Posted: Friday, June 17, 2022
Recently presented evidence seems to tilt the scale in favor of sentinel lymph node biopsy in cases of clinically node-negative Merkel cell carcinoma, although authors of the study acknowledge the topic is controversial. The record review performed by Megan E. Delisle, MD, MSc, MPH, of the University of Ottawa, Ontario, and colleagues was presented during the 2022 American Society of Clinical Oncology (ASCO) Annual Meeting (Abstract 9583). It included 750 patients who were treated at 13 Canadian medical centers for Merkel cell carcinoma from 2000 to 2018.
Of the 485 patients who had clinically node-negative disease at presentation, 290 patients did not undergo sentinel lymph node biopsy and 195 did. Of the 177 patients for whom the biopsy results were available, 60 (33.9%) tested positive. After a median follow-up of 2.7 years, sentinel lymph node biopsy (vs. no biopsy) was found to be “associated with a reduced risk of regional recurrence (P = .01) and improved overall survival (P < .01),” the investigators wrote.
The study results pivoted on what happened to the 60 patients after the positive results were received: They underwent completion dissection and nodal radiation (n = 22), nodal radiation alone (n = 18), completion dissection alone (n = 15), or observation (n = 5). Those who had no sentinel lymph node biopsy underwent observation (86.2%) or nodal radiation alone (13.8%).
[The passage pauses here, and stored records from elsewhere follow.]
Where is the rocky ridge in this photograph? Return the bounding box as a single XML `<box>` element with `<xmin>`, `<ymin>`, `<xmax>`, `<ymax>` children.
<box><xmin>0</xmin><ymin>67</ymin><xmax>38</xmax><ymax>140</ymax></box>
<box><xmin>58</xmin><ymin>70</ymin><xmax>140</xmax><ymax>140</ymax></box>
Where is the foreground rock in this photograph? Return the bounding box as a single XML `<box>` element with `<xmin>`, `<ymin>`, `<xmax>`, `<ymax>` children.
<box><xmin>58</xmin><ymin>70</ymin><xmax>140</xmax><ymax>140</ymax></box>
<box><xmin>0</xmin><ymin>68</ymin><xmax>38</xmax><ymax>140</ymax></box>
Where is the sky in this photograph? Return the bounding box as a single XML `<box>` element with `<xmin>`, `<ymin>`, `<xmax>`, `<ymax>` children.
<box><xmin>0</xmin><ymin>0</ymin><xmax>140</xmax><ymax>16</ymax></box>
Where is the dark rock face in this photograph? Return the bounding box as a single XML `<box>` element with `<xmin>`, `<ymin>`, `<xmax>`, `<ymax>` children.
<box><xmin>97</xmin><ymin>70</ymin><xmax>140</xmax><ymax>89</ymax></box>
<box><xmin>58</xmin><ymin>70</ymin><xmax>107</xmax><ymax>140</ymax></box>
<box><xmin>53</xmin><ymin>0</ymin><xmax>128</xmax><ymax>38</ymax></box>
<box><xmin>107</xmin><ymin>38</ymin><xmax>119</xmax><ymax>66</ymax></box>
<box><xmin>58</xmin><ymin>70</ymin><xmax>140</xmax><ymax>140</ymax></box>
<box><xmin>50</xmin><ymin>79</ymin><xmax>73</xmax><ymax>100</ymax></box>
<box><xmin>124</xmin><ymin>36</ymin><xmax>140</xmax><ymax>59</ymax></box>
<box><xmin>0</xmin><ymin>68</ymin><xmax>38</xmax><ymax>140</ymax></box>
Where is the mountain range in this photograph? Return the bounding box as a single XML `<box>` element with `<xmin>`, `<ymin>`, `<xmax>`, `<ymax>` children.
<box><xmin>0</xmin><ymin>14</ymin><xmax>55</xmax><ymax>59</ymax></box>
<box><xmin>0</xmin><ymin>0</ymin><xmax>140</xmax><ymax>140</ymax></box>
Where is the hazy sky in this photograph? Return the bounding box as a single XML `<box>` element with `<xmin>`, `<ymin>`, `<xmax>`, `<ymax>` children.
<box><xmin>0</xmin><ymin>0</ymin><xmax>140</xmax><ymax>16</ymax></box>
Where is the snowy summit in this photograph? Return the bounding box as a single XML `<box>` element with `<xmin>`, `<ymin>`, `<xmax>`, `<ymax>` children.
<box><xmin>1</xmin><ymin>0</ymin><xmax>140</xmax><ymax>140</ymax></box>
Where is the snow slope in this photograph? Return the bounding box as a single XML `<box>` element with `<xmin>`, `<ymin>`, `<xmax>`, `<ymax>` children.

The regional recurrence rate was 14.5% versus 15% in the patients who had negative versus positive sentinel lymph node biopsy results, reported the authors, and 15% in the patients who had no sentinel lymph node biopsy but received nodal radiation. However, among those patients who had no biopsy, followed by observation, the regional recurrence rate was 25.2%. Dr. Delisle and co-investigators noted that no significant differences in local recurrence, distant recurrence, or cancer-specific survival were seen between the patients who did or did not undergo sentinel lymph node biopsy.
Disclosure: Full disclosures of the study authors can be found at coi.asco.org.